SVOLGIMENTO DEL PROCESSO
Con ricorso, ritualmente notificato e inviato a questa Corte di Giustizia Tributaria il 18.04.2025, Ricorrente_1 codice fiscale CF_Ricorrente_1, ha impugnato l'avviso di liquidazione n. 2022 1T 004714 000, notificato dall'Agenzia delle Entrate – DIREZIONE PROVINCIALE BARI il 28.01.2025, deducendone l'illegittimità e ha chiesto a questa Corte di Giustizia di:
- “dichiarare illegittimo e nullo l'atto impugnato per carenza di motivazione e l'assenza dei presupposti dell'avviso di liquidazione imposta.
Si chiede che la discussione avvenga in pubblica udienza.”.

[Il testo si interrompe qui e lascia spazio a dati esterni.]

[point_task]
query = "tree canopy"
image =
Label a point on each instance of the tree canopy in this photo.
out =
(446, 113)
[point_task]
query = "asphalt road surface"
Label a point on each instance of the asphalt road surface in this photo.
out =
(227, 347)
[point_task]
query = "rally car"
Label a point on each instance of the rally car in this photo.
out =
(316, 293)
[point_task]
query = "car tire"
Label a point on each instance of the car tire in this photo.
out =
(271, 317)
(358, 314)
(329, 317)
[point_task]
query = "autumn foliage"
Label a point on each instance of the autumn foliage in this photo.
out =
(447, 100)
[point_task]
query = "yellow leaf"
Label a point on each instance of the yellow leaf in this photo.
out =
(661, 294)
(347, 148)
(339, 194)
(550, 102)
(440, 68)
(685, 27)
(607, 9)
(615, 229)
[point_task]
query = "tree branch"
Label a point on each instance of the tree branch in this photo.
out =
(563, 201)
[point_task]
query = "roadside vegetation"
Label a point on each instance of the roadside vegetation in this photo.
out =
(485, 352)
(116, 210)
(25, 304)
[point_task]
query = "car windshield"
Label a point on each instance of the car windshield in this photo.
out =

La ricorrente ha dedotto che, con atto pubblico in data 28 gennaio 2022 la medesima aveva acquistato un'immobile per adibirlo a propria prima abitazione, richiedendo la fruizione delle agevolazioni fiscali previste per le proprie condizioni oggettive e soggettive dichiarando espressamente di non possedere altro immobile, di avere in requisiti di età e avere un indicatore della situazione economica equivalente inferiore ad euro quarantamila annui, sulla scorta del comma 6 art. 64 del D.L. 25 3aggio 2021 n. 73 convertito nella Legge 23 luglio 2021 n. 106, che prevede che gli atti traslativi o costitutivi della nuda proprietà, dell'usufrutto, dell'uso е dell'abitazione relativi alle stesse sono esenti dall'imposta di registro e dalle imposte ipotecaria e catastale se stipulati a favore di soggetti che non hanno ancora compiuto trentasei anni di età nell'anno in cui l'atto è rogitato e che hanno un valore dell'indicatore della situazione economica equivalente, stabilito ai sensi del regolamento di cui al decreto del Presidente del Consiglio dei ministri 5 dicembre 2013 n. 159, non superiore a 40.000,00 euro annui.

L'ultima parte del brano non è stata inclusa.